Orchestre Symphonique de Montréal

Soirée russe éclatante à l’OSM

Petit voyage en Russie ce soir avec l’Orchestre Symphonique de Montréal, James Conlon et Denis Matsuev. Au programme : la Première Symphonie de Dmitri Chostakovitch, le 2ème Concerto pour piano de Serguei Prokofiev et des extraits de l’opéra La Khovanchtchina de Modest Moussorgsky.

Denis Matsuev, dont la venue était très attendue, a triomphé dans un concerto réputé comme l’un des plus difficiles techniquement du répertoire. Aucun doute : le pianiste maîtrise parfaitement son sujet et réussit à projeter un son « à la russe » mais jamais trop direct à l’autre bout de la salle. Composé pour un ami de Prokofiev qui s’était suicidé peu avant, l’oeuvre alterne des passages douloureux à l’extrême à d’autres plus fous ou d’autres encore, d’un intense lyrisme. Le moins que l’on puisse dire, c’est que Matsuev s’amuse dans son interprétation dont la difficulté technique ne semble pas être un quelconque souci.

Au galot

Impressionnant d’un bout à l’autre, on peut cependant lui reprocher d’être un peu tombé dans l’autre extrême : celui de ne pas laisser le temps à l’oeuvre de respirer. Bien souvent en avance sur l’orchestre (par ailleurs dirigé de manière admirable par James Conlon) et le tirant toujours plus vite, on a quelques fois manqué de temps afin de diriger la richesse de la partition et par le même coup, on a assisté à des décalages regrettables. Matsuev a privilégié une version avant tout puissante, dramatique et implacable ce qui se justifie tout à fait mais qui, particulièrement avec l’OSM, aurait mérité un peu plus d’étirements à certains endroits. Une interprétation russe et endiablée donc mais peut-être légèrement excessive en ce sens.

En bis, le soliste nous a d’abord rendu une version complètement folle du final de la 7ème sonate pour piano de Prokofiev qui a fini par sombrer dans un désordre harmonique sur la fin, malgré une vélocité impressionnante. Il a ensuite proposé une improvisation non moins prodigieuse sur un thème d’Oscar Peterson, démontrant encore une fois à qu’il peut aussi être un show-man du piano.

Palette de couleurs

En première partie, on entendait la première symphonie de Chostakovitch qui, bien qu’elle soit une oeuvre de jeunesse, fait déjà entendre des sonorités audacieuses et des couleurs propres au compositeur. Utilisant le procédé cyclique, c’est une pièce variée, proposant des contrastes parfois violents.
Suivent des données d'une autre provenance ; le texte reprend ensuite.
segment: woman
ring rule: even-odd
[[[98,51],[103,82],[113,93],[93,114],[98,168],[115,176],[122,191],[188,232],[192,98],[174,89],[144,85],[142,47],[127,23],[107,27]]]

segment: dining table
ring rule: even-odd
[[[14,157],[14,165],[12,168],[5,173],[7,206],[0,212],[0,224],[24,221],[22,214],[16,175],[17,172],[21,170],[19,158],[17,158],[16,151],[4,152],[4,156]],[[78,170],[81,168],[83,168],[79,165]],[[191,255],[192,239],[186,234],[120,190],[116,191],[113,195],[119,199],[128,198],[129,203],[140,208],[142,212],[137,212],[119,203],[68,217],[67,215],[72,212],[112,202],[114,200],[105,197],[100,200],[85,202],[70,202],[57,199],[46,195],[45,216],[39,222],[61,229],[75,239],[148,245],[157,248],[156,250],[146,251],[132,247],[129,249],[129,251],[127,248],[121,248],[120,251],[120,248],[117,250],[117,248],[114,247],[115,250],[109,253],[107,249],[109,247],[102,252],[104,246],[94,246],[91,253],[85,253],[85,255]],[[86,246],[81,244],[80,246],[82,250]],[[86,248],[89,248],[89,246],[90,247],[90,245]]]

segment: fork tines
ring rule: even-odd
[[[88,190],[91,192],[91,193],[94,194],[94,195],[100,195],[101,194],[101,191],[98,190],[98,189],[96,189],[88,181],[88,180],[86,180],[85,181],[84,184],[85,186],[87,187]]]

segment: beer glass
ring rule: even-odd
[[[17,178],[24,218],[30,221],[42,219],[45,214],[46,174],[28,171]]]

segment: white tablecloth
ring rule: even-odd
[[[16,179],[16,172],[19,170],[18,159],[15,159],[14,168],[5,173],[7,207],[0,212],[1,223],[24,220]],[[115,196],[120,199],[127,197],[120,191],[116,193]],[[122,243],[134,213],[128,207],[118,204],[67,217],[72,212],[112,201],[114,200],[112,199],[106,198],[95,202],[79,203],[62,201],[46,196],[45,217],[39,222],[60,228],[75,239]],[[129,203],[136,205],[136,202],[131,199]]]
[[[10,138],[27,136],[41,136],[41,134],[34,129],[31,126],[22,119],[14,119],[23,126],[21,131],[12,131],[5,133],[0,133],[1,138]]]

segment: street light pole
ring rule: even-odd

L’OSM s’en est très bien sorti, alerte aux demandes du chef d’orchestre dont on voit qu’il est un habitué de la musique russe. On a pu regretter quelques lourdeurs dans le premier mouvement et un troisième mouvement un peu trop lent par moment, ce qui lui faisait manquer de direction et de souffle. De manière générale cependant, l’ensemble a été solide et la qualité des solistes plus que satisfaisante.
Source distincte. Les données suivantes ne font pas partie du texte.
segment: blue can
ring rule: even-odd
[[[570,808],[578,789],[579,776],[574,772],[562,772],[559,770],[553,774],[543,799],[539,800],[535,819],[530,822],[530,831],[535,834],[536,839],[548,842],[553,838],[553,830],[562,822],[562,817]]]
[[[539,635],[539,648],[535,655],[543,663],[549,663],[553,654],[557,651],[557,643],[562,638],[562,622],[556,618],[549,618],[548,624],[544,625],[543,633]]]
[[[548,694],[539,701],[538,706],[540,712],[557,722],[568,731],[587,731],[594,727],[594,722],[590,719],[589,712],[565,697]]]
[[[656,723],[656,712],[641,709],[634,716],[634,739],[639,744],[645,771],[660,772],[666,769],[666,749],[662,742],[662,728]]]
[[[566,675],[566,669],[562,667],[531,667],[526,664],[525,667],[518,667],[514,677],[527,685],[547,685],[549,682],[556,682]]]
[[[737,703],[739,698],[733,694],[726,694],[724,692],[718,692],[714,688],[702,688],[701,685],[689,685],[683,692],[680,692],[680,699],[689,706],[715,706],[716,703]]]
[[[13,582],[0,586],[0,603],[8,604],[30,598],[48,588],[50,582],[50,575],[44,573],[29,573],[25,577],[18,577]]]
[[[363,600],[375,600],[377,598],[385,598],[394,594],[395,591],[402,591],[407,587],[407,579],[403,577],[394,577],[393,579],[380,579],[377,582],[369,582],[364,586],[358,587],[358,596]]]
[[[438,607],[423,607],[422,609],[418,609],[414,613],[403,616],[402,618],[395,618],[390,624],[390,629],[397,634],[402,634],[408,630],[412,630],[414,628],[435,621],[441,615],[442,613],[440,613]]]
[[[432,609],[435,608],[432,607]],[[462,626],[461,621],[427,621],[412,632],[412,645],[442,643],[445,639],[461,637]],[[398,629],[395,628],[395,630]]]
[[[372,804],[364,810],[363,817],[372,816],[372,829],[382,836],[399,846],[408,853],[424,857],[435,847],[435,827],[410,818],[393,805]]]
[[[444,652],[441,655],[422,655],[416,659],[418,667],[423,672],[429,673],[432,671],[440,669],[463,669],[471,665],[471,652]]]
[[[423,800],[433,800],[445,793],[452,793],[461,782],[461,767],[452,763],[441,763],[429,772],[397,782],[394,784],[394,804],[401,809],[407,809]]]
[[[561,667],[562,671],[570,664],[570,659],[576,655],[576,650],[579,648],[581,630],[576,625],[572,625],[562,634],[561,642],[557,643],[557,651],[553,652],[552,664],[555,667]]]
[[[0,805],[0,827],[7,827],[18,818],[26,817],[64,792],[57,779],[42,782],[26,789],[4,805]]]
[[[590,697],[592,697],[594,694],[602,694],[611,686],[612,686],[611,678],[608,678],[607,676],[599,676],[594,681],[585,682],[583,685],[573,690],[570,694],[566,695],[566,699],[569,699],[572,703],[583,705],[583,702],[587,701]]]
Mais c’est véritablement dans les extraits de l’opéra de Modest Moussorgsky, orchestré par Chostakovitch à la suite du décès du compositeur, que Conlon a pu faire ressortir tout le panel des couleurs de l’orchestre. En effet, c’est un OSM transfiguré, éclatant et investi que l’on a pu entendre dans ces remarquables pièces qui ont clôturé un concert de grande qualité. La polyphonie et la richesse des timbres fut une belle surprise, la qualité des solos des différents instruments le fut encore plus.
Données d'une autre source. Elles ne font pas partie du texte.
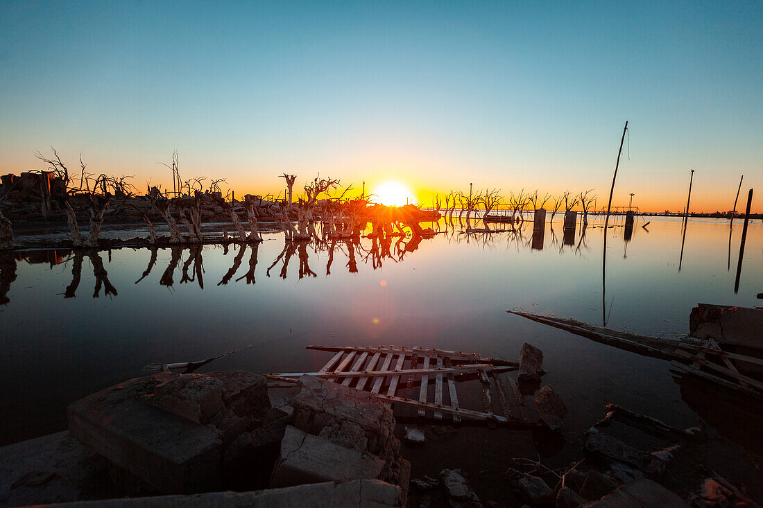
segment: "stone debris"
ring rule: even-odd
[[[568,487],[562,487],[556,493],[557,508],[578,508],[588,503],[588,500]]]
[[[544,374],[543,352],[525,342],[522,345],[522,352],[520,353],[520,372],[517,378],[522,381],[537,383]]]
[[[525,474],[517,483],[522,494],[531,504],[551,504],[554,502],[554,491],[542,478]]]
[[[623,485],[588,505],[591,508],[614,508],[633,506],[633,508],[652,508],[653,506],[688,507],[688,504],[659,484],[648,478],[640,478]]]
[[[281,442],[281,455],[273,468],[270,486],[375,479],[384,467],[384,461],[370,453],[289,426]]]
[[[459,469],[443,469],[439,472],[439,482],[452,506],[476,508],[482,503],[469,487],[463,474]]]
[[[403,432],[404,432],[403,440],[405,442],[405,444],[411,448],[419,448],[424,445],[424,441],[426,440],[424,433],[418,429],[405,427]]]
[[[556,430],[564,425],[567,416],[567,406],[562,397],[550,386],[544,386],[538,391],[535,397],[536,407],[541,420],[552,430]]]
[[[211,492],[193,496],[160,496],[79,501],[50,508],[251,508],[310,506],[401,506],[400,487],[378,480],[356,480],[343,484],[326,482],[254,492]]]

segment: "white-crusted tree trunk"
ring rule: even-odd
[[[13,230],[11,221],[0,211],[0,249],[13,249]]]
[[[74,213],[72,205],[69,201],[64,201],[66,205],[66,223],[69,224],[69,236],[72,237],[72,243],[76,246],[82,244],[82,235],[79,233],[79,227],[77,225],[77,214]]]

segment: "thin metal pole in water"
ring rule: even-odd
[[[623,128],[623,137],[620,139],[620,150],[617,152],[617,162],[615,162],[615,174],[612,177],[612,188],[610,189],[610,201],[607,204],[607,218],[604,219],[604,250],[601,256],[601,320],[604,326],[607,326],[607,227],[610,223],[612,194],[615,191],[615,179],[617,178],[617,168],[620,167],[620,156],[623,154],[623,143],[625,141],[626,130],[628,130],[627,120],[625,121],[625,127]]]
[[[691,170],[691,176],[689,177],[689,197],[686,198],[686,210],[684,211],[684,222],[689,223],[689,201],[691,201],[691,182],[694,179],[694,170]]]
[[[739,292],[739,276],[742,275],[742,258],[745,254],[745,240],[747,238],[747,223],[750,221],[750,206],[752,204],[752,189],[747,196],[747,210],[745,211],[745,225],[742,227],[742,243],[739,244],[739,260],[736,262],[736,280],[734,293]]]

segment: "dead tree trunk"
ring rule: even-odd
[[[79,227],[77,226],[77,215],[72,209],[72,205],[69,201],[64,201],[66,205],[66,223],[69,224],[69,235],[72,237],[72,243],[75,246],[82,244],[82,236],[79,233]]]
[[[11,221],[0,211],[0,249],[13,249],[13,230]]]
[[[246,207],[246,215],[249,219],[249,229],[252,232],[249,236],[249,241],[262,242],[262,238],[259,236],[259,232],[257,230],[257,211],[254,206],[255,198],[252,195],[247,194],[243,197],[243,201]]]

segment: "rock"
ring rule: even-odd
[[[482,506],[460,470],[443,469],[439,472],[439,482],[451,502],[451,506]]]
[[[286,427],[281,455],[271,478],[274,487],[320,481],[378,478],[385,462],[378,457]]]
[[[153,387],[179,377],[132,379],[72,403],[69,434],[162,492],[219,489],[220,432],[143,401]]]
[[[532,504],[551,504],[554,502],[554,491],[542,478],[525,474],[517,482],[522,493]]]
[[[588,503],[588,501],[568,487],[562,487],[556,493],[557,508],[578,508]]]
[[[614,508],[615,506],[633,506],[651,508],[652,506],[671,506],[671,508],[688,507],[688,504],[659,484],[647,478],[640,478],[617,489],[612,494],[602,497],[599,501],[588,505],[596,508]]]
[[[314,376],[301,376],[299,381],[299,393],[292,401],[295,427],[370,452],[391,465],[400,449],[392,410],[370,392]]]
[[[240,506],[373,506],[394,508],[400,488],[378,480],[357,480],[343,484],[326,482],[254,492],[209,492],[195,496],[161,496],[79,501],[47,505],[50,508],[240,508]]]
[[[405,444],[411,448],[419,448],[424,445],[426,438],[423,432],[413,427],[405,427],[404,432],[405,434],[403,440],[405,442]]]
[[[536,407],[541,420],[552,430],[556,430],[564,424],[567,416],[567,406],[562,397],[550,386],[544,386],[538,391],[535,397]]]
[[[522,345],[520,355],[520,381],[536,383],[546,374],[543,370],[543,352],[527,342]]]
[[[157,384],[150,402],[195,423],[208,423],[223,409],[223,382],[204,374],[184,374]]]
[[[595,501],[601,499],[609,493],[620,487],[620,484],[615,481],[608,474],[602,474],[595,469],[588,471],[588,475],[585,477],[585,483],[580,494],[590,501]]]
L’orchestre a résonné, s’appropriant véritablement ces quatre extraits dont les sonorités sont typiquement russes et ne vont pas sans rappeler les Tableaux d’une Exposition, signé Moussorgsky également (et dont la version orchestrale est de Maurice Ravel). On espère pouvoir retrouver rapidement James Conlon à la tête de l’OSM car ses facultés de coloriste ne sont plus à prouver et ne risquent pas d’être oubliées de sitôt par le public montréalais.

Le concert se donne encore jeudi 17 et vendredi 18 novembre.